Moroccan photographer and journalist

Leila Ghandi (ليلى غاندي; born July 26, 1980), nicknamed "The Moroccan Titouan Lamazou" or "Bent Battouta" (The daughter of Battuta), is a Moroccan photographer and journalist.

== Early life ==
Ghandi was born in Casablanca in 1980. She is the daughter of Amal Alami and Ali Ghandi, former Director General of the Moroccan Association of the pharmaceutical industry, who died March 13, 2010. She first studied at the Théophile Gautier primary school in the district of Maârif, and in 1991 continued her secondary education at the Lycée Lyautey in Casablanca. After obtaining her baccalauréat from Lycée Lyautey in 1998, Ghandi joined BEM Management School in Bordeaux and studied international business from 1998 to 2002. In 2004, she obtained her Master at Sciences Po, Paris, in Strategic Marketing in Politics. During her studies at Sciences Po, between 2002 and 2004, she participated in an academic exchange with the University of Portsmouth and obtain a degree in European Business and Management.

== Career ==

=== Chroniques de Chine ===
In 2003, Ghandi traveled to China. A year later, she returned to this country to work at the Franco-Chinese training center in Beijing, sponsored by the Embassy of France in China for a European project.
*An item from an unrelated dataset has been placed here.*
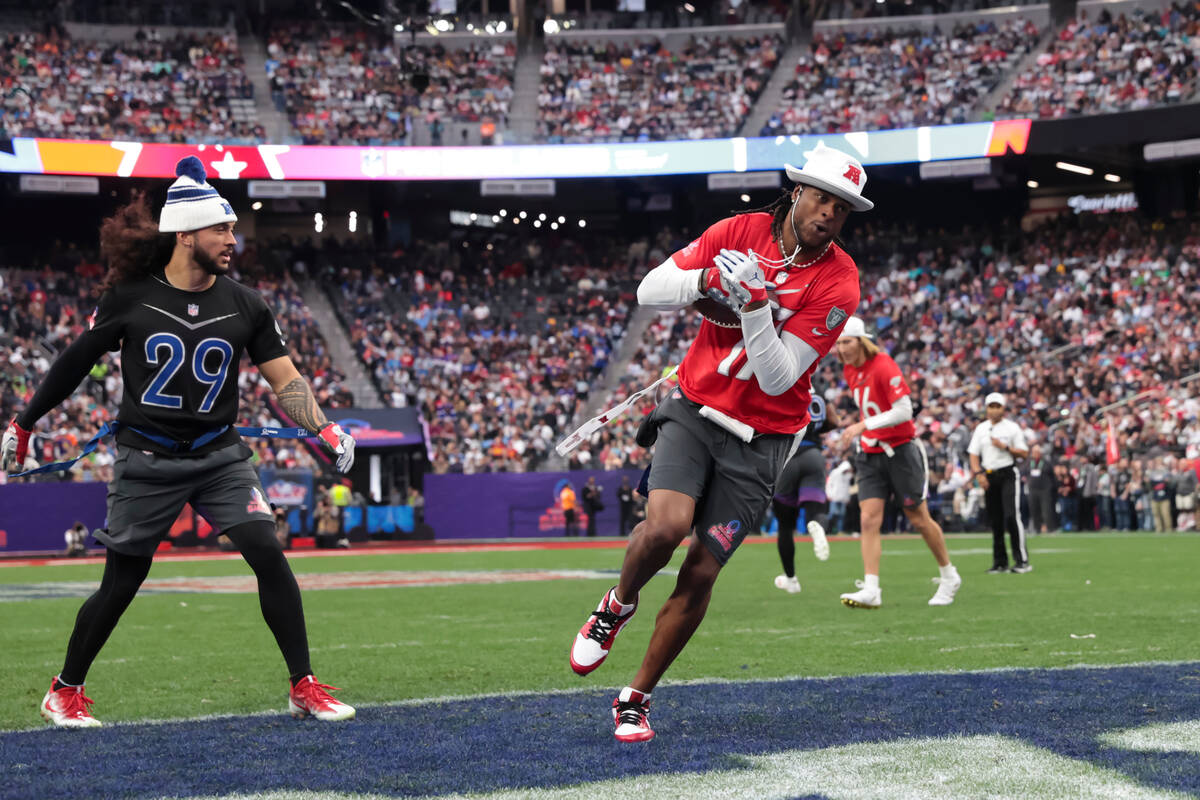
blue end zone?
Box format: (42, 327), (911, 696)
(0, 663), (1200, 800)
After these travels, she decided to publish all her notes in a book. This was published in December 2006 as Chronicles from China by Casablanca publisher Layla Chaouni's Editions Le Fennec. The preface was written by Dominique Reynié, who had been her professor at Sciences Po in Paris. To publish this work, Ghandi obtained a financial grant from the Service for Cooperation and Cultural Action of the Embassy of France in Morocco.
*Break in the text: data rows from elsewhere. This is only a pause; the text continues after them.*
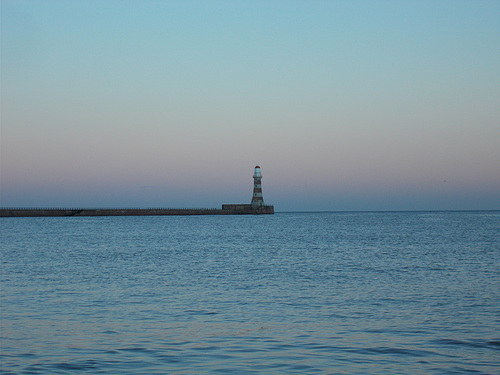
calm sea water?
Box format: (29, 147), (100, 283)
(0, 211), (500, 374)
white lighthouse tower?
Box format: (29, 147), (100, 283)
(252, 165), (264, 208)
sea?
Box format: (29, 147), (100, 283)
(0, 211), (500, 374)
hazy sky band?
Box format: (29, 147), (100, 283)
(1, 0), (500, 210)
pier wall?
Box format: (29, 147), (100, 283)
(0, 204), (274, 217)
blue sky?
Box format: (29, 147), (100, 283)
(0, 0), (500, 211)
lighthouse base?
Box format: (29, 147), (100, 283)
(222, 204), (274, 215)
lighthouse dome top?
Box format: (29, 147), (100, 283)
(253, 165), (262, 177)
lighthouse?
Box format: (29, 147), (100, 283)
(252, 165), (264, 208)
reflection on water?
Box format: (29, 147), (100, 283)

In 2008, Ghandi was a jury member at the 12th International Film Festival of Adventure and Discovery in Val-d'Isère. The same year, she won the "Trophy of Success in the Feminine" at the Luxembourg Palace in Paris, delivered by the French Secretary of State for Urban Policy Fadela Amara. In her speech, Amara said: "I am deeply moved and very happy to award you this trophy because you represent exactly the style of free and modern women that must exist worldwide."
 In 2009, she also received a literary award from the United States Agency for International Development (USAID) for this book.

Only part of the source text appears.